The efficacy of plasma membrane-associated HLE interactive peptides prepared in the foregoing manner is confirmed in vivo using primate models. More specifically, each of two rodents that are infected with HIV are monitored for the progression of the disease, after one of them is inoculated with a peptide antagonist for HLE at levels that have been empirically determined to be effective to inhibit HIV. The progression of the HIV infection in the rodent inoculated with the peptide antagonist remains relative unchanged, and appears to regress; whereas, the rodent that is denied the peptide inoculation becomes progressively more ill and eventually dies.

The progression of the disease in the rodent receiving the HLE peptide antagonist is monitored as a function of the circulating concentration of its physiologic ligand α₁proteinase inhibitor (α₁PI, α₁antitrypsin). Ligation of cell surface HLE with α₁PI prevents detection of cell surface HLE expression. The inventor has demonstrated that cell surface HLE density and α₁PI are directly correlated with HIV produced in vitro and in vivo. Therefore, appropriately designed peptides interactive with plasma membrane- associated HLE intervene in HIV disease progression; and, the effectiveness of such intervention can be effectively monitored by determination of the circulating concentration of its physiologic ligand α₁proteinase inhibitor (α₁PI, α₁antitrypsin).

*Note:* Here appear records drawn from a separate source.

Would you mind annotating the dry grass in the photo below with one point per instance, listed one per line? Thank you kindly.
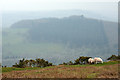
(61, 71)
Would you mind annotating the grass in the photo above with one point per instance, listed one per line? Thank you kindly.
(105, 63)
(9, 69)
(105, 70)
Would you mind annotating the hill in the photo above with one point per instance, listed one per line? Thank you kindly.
(59, 39)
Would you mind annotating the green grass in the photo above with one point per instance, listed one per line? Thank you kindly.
(105, 63)
(9, 69)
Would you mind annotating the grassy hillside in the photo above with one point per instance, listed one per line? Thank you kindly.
(59, 40)
(105, 70)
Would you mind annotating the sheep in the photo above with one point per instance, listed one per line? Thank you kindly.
(91, 60)
(98, 60)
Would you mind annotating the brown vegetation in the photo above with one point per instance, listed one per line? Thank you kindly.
(62, 71)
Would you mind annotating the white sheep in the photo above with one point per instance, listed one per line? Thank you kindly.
(91, 60)
(98, 60)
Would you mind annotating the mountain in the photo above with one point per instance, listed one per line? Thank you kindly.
(60, 39)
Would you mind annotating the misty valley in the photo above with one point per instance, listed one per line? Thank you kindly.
(59, 40)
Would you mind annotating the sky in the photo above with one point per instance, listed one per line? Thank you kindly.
(104, 7)
(35, 5)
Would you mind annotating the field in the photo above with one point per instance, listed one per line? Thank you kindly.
(105, 70)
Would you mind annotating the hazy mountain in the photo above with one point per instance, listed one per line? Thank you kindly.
(60, 39)
(8, 18)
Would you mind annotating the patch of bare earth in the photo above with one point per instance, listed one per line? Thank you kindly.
(108, 71)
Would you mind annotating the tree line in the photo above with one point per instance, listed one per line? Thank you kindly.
(32, 63)
(43, 63)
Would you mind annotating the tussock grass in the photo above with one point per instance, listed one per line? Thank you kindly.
(105, 70)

Application of the method of this invention will, thus, allow management of pathologic immune responses resulting from microbial organisms, transplantation, autoimmunity, cancer, HIV infection, and many other disease states.

Claims

1. A method for modulation of plasma membrane-associated response to an inflammatory irritant, in the nature of a disease or pathogen or toxin, through the use of antagonists specific for plasma membrane HLE, comprising:

A. Providing a peptide antagonist specific for interaction with plasma membrane lipid-associated Human Leukocyte Elastase (HLE), said antagonist being specific for interaction with said HLE on said plasma membrane by binding to said HLE so as to inhibit plasma membrane-associated response of said host cells to an inflammatory irritant,

said peptide having at least two functional sites, one for interaction with each of a catalytic triad of the HLE cell surface protein and lipid interactive amino acids of the HLE cell surface protein, wherein said catalytic triad of HLE (domain 1) is composed of amino acids His (41), Asp (88), and Ser (173) and said lipid-interactive amino acids of the HLE (domain 2) is composed of amino acids Phe (170), Ala (187), and Arg (191), with the proviso that said lipid interactive amino acids are proximal to said catalytic triad; and

B. Contacting said plasma membrane lipid-associated Human Leukocyte Elastase (HLE), with said peptide antagonist under binding conditions so as to effect interaction of said antagonist and said plasma membrane lipid-associated Human Leukocyte Elastase (HLE), and thereby suppression of plasma membrane response to inflammation.